Opal Introduction and Formation

Precious Opal is a gemstone. The word opal comes from the Greek word “Opallos” meaning to change colour. It is the only gemstone known that has the unique natural ability to diffract light.

Opal is estimated to have begun formation during the Cretaceous period (65-140 millions years ago). Central Australia was an inland sea in millions of years ago. As weather conditions changed and the sea gradually disappeared, the sand sediments released large quantities of soluble silica, creating a gel. This gel seeped into cracks and crevasse in the ground and gradually hardened to form opal.

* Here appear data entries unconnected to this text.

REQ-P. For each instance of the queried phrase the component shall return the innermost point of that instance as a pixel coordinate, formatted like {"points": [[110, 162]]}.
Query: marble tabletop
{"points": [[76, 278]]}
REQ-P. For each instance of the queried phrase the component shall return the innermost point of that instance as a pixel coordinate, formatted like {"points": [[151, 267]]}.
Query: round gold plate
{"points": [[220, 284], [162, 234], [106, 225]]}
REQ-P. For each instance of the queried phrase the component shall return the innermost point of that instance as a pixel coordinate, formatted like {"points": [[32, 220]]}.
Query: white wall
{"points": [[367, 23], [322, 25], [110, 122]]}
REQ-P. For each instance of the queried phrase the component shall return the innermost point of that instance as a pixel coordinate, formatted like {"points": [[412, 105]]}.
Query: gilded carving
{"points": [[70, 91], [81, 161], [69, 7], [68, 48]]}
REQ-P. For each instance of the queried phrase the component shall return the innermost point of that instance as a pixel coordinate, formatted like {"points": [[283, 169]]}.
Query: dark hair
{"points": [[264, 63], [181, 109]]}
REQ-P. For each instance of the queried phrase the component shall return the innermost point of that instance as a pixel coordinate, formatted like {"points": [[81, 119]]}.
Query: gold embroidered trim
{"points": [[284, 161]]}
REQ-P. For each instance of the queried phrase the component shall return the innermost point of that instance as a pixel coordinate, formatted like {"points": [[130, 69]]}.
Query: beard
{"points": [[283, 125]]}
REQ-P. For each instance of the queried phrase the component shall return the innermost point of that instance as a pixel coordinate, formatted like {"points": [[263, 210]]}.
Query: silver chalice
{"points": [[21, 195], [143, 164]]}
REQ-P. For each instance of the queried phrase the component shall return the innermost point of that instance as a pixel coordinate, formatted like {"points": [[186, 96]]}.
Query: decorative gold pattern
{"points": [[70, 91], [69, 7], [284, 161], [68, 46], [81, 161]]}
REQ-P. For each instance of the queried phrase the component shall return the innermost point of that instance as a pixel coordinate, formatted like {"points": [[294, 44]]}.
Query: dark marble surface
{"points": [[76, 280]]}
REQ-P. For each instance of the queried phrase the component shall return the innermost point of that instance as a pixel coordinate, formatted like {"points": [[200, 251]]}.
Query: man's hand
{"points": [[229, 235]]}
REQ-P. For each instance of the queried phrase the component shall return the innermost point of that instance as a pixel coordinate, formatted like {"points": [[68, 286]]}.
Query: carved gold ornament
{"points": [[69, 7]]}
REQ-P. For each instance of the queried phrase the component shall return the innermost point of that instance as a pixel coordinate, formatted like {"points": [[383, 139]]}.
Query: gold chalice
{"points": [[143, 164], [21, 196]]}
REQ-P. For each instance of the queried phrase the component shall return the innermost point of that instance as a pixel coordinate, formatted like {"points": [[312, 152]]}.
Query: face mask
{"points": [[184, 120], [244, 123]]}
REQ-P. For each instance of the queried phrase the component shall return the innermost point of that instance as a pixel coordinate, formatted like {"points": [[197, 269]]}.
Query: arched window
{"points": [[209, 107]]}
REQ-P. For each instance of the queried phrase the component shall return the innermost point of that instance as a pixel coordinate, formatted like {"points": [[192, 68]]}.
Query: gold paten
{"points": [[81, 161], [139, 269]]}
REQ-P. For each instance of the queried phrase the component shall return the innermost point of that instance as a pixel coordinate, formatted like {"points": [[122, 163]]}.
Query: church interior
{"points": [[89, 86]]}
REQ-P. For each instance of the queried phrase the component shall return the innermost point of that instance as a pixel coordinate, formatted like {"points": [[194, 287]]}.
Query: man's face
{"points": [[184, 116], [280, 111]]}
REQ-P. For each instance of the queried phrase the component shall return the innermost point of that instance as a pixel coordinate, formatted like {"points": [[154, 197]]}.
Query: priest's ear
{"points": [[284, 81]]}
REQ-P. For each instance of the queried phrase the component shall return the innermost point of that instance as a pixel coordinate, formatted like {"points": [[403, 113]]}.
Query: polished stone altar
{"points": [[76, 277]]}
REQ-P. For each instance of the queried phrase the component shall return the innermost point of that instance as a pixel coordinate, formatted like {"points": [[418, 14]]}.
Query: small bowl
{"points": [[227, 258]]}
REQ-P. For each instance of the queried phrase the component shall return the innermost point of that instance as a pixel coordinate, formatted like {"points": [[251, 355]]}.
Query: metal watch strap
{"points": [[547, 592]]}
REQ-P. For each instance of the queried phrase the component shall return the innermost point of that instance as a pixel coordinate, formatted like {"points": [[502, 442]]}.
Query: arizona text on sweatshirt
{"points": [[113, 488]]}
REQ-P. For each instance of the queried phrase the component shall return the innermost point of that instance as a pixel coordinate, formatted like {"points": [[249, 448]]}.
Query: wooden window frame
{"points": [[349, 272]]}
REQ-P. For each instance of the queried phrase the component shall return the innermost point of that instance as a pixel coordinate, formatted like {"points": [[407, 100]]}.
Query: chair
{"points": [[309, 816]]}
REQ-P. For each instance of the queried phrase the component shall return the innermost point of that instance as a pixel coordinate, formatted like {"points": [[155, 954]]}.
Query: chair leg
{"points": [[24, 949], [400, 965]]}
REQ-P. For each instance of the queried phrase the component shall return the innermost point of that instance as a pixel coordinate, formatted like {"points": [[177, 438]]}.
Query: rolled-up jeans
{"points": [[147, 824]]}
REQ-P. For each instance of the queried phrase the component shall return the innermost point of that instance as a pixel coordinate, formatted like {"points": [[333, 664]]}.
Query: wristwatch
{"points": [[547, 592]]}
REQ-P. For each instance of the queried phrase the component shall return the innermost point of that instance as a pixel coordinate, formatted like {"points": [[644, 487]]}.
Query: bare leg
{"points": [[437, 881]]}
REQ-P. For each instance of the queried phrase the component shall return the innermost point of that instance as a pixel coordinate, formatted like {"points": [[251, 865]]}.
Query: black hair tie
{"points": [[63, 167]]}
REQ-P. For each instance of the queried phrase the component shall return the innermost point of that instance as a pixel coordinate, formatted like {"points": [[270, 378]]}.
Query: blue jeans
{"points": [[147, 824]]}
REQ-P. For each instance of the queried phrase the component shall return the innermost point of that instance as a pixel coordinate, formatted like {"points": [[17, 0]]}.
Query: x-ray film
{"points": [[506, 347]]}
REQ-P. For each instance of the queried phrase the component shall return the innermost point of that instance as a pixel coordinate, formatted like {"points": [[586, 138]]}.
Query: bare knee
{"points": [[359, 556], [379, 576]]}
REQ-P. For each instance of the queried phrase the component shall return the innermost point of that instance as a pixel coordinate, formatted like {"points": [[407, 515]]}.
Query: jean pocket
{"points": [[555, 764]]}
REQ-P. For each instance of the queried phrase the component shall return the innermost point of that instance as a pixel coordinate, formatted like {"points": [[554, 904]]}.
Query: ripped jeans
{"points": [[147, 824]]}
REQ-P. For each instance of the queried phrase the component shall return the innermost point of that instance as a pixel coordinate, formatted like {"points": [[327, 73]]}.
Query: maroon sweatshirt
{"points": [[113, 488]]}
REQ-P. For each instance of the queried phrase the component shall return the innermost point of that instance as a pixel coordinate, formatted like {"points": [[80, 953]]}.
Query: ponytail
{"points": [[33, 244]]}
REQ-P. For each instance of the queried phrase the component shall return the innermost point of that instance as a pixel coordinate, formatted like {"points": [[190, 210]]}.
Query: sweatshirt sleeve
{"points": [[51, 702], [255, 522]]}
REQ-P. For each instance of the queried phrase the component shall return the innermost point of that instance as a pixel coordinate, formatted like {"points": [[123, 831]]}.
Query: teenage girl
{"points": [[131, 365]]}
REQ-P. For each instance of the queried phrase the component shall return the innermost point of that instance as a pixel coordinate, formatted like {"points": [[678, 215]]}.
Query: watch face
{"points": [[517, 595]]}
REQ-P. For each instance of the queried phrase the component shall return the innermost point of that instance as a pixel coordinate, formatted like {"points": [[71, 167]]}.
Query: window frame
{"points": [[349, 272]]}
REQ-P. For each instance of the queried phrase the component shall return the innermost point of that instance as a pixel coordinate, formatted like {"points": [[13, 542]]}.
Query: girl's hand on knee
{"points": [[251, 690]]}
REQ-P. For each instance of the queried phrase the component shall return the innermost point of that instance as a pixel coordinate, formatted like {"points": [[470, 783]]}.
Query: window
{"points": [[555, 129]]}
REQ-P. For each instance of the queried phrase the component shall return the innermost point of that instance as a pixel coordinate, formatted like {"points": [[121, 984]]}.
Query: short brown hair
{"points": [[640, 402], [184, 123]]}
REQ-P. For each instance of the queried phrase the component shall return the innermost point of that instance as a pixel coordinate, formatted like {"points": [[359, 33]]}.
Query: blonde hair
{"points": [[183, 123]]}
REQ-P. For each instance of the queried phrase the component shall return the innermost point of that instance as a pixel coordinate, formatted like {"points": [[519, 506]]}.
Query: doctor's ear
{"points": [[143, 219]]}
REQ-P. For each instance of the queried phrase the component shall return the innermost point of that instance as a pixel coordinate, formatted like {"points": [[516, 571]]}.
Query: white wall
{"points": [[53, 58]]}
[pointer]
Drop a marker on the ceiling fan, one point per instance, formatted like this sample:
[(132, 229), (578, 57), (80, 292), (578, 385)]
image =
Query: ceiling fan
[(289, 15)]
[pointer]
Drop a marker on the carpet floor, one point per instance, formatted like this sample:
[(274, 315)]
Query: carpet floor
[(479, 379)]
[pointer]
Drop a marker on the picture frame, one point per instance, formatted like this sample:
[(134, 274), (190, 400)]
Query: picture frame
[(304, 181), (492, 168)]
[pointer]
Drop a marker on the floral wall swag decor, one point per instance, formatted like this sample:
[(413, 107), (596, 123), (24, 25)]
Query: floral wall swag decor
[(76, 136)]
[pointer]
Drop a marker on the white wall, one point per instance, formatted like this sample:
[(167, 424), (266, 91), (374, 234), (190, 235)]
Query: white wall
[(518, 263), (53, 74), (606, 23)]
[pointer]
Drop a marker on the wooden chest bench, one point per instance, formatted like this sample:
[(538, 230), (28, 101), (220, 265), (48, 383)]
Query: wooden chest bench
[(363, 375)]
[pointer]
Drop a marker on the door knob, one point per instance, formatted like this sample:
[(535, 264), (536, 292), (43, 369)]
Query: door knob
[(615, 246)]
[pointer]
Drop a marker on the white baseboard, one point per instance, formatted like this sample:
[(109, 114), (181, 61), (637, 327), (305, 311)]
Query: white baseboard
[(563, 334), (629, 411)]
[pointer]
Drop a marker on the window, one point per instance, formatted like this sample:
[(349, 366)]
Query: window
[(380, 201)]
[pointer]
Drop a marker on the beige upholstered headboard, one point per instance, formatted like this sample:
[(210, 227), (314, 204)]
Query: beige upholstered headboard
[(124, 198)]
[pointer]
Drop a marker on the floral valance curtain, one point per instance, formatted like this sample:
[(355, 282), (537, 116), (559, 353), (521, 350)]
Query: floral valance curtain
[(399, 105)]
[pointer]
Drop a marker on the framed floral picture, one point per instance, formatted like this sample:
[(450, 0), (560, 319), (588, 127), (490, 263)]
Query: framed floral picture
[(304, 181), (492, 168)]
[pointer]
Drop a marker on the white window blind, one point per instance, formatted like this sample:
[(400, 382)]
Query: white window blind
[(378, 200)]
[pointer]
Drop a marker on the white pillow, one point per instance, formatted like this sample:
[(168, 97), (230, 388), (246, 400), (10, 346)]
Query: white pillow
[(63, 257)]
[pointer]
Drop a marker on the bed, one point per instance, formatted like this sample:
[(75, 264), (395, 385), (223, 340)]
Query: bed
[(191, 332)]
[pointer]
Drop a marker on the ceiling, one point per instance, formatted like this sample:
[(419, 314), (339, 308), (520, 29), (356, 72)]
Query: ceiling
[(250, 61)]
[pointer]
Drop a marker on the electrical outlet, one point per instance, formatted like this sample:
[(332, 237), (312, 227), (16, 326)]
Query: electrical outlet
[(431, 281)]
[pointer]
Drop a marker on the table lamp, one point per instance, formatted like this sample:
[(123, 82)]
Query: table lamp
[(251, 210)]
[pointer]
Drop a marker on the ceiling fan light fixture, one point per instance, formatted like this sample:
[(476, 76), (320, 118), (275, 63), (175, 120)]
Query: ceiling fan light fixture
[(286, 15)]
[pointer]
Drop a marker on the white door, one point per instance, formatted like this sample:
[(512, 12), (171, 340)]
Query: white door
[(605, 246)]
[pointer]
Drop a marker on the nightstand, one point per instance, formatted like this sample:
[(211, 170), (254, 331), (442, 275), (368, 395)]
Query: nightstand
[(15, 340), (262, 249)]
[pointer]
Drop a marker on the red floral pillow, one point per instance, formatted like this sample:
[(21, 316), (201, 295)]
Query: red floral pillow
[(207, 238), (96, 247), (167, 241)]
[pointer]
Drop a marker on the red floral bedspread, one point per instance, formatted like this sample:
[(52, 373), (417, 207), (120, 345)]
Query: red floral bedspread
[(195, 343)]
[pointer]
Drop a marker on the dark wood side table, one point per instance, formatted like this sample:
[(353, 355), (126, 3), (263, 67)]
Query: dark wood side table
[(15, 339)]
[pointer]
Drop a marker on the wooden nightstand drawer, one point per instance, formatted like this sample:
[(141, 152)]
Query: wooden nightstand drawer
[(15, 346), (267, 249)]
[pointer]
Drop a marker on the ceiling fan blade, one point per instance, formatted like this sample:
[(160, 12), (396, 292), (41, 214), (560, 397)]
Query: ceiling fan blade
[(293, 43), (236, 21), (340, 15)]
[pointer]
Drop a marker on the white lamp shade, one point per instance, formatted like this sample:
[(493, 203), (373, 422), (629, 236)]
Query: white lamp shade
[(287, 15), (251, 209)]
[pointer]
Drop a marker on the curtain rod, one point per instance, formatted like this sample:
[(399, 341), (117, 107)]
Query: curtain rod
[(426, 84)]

Opal is composed of silica spheres that are packed together. In precious opal, the arrangement of spheres is an orderly three-dimensional grid. Light passing through the transparent spheres is scattered by the array of voids. White light is diffracted and split into its various colours at different angles.




Different Types of Opal

Black Opal

Black opal is the rarest and most valuable type of natural opal found in the world. Black opal is only mined in Australia, mainly from the Lightning Ridge area of northern NSW. Black opal gets its name from its dark body. However, it contains brilliant flashes of red, blue, green and orange.

Boulder Opal

Boulder opal is similar to black opal with its appearance and display of brilliant colours. The only difference between the two is that boulder opal occurs within the ironstone and sandstone boulders common to Quilpie and Winton in central Queensland where it is found. This boulder is often included as a base in boulder opal jewellery settings together with the opal gemstone face.

Light Opal

This solid opal gemstone primarily emerges from the famous mining area of Coober Pedy in South Australia. Similar to black and boulder opal, light opal features brilliant internal colours but rather than a dark body this gemstone has a milky or “light” appearance.

Doublet Opal

Light opal sometimes forms in a fragile thin layer but with brilliant colours. This type of natural opal can be strengthened with a supporting base of a dark material such as ironstone to create a gemstone suitable for fine jewellery. The resulting doublet opal is often quit large, shows spectacular colour but is less expensive than weightier solid varieties.

Triplet Opal

An extension of doublet opals is the triplet opal. This type of opal features a layer of natural opal covered by a transparent crystal dome. This technique of supporting and protecting the precious stone from above and below, permits the use of thin, delicate pieces of natural opal. Accordingly, these often brilliantly-coloured triplet opals feature in entry-level opal jewellery and make excellent gifts.

Opal Care

Precious opals usually contain 6-10%water. The water content of opal is easily lost if the stone is heated, causing it to crack or craze and to lost colour and/or clarity. Opal can absorb fluids, and should not be brought in contact with detergent or oils.

Doublets or Triplets are not recommended to be immersed in water. There is a special bonding cement hold the opal slice in place. Although this cement is designed to make the Doublets or Triplets waterproof, care should be taken. Please remove your opal jewellery before entering a shower, especially in hot water.

Violent impact with hard surfaces will cause defects on your opal jewellery. It is recommended to store opal jewellery separately from other jewellery. Always use a soft cloth to clean and polish your opal jewellery and do not expose it to high temperature environment.